Apakah Anda kesulitan memahaminya? Penulis akan memberikan penjelasan sederhananya:
Pada intinya cara kerja AI berdasar pada fondasi machine learning . Arti machine learning apa? Artinya, suatu sistem membangun pengetahuan dari pengalaman . Nah, proses itulah yang membuat sistem punya kemampuan buat mendeteksi pola serta aturan, secara cepat dan akurat.

Sejarah dan Perkembangan

Pembahasan sejarah AI tak bisa dilepaskan dari sosok John McCarthy.
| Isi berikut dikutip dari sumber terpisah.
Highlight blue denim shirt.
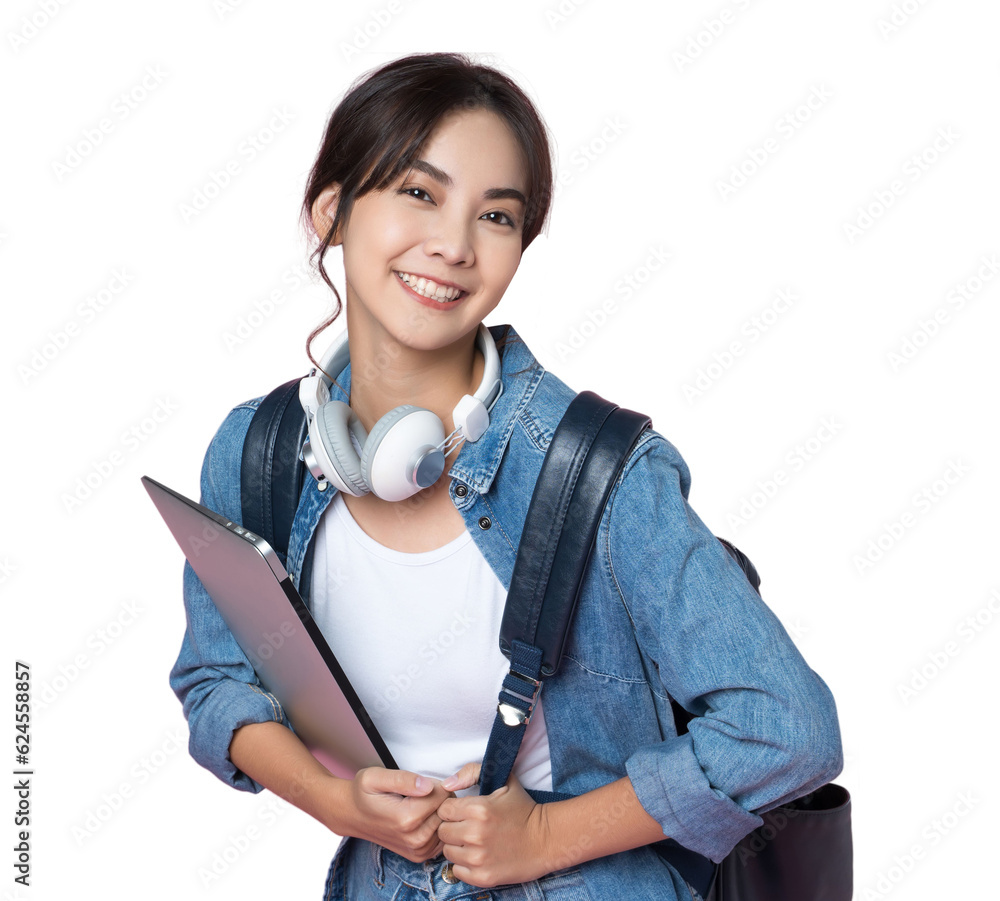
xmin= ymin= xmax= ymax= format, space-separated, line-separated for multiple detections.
xmin=169 ymin=324 xmax=842 ymax=899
Ia disebut-sebut sebagai “Bapak AI”, walaupun eksperimen terkait telah ada sejak komputer diciptakan.
Sejarah Kecerdasan Buatan - Panduan Lengkap Dewaweb
McCarthy mendapatkan gelar sarjana matematika dari California Institute of Technology (Caltech) pada September 1948. Dari masa kuliahnya itulah ia mulai mengembangkan ketertarikannya pada mesin yang dapat menirukan cara berpikir manusia. McCarthy kemudian melanjutkan pendidikan ke program doktoral di Princeton University.
Sedari sekolah, ia memang dikenal memiliki kepintaran diatas rata-rata. Berdasarkan ulasan dari The Guardian , diketahui bahwa saat remaja McCarthy bahkan bisa menguasai pelajaran kalkulus tanpa bimbingan dari guru.
McCarthy kemudian mendirikan dua lembaga penelitian kecerdasan buatan. Kedua lembaga AI itu adalah Stanford Artificial Intelligence Laboratory dan MIT Artificial Inteligence Laboratory. McCarthy juga merupakan dosen di kedua universitas ternama tingkat internasional tersebut. Di lembaga-lembaga inilah bermunculan inovasi pengembangan AI yang meliputi bidang human skill, vision, listening, reasoning dan movement of limbs. Bahkan Salah satu lembaga yang didirikan itu, Stanford Artificial Intelligence pernah mendapat bantuan dana dari Pentagon untuk membuat teknologi-teknologi luar angkasa.
Bagaimana dengan Indonesia sendiri? Walaupun belum ada ilmuwan Indonesia menghasilkan temuan kecerdasan buatan yang benar-benar diakui di mata dunia, anak-anak muda semacam Digital Nativ ini terus berinovasi dengan teknologi, bahkan memadukannya dengan unsur seni dan alam. Ingin tahu siapa mereka dan apa saja yang mereka lakukan? Simak video berikut!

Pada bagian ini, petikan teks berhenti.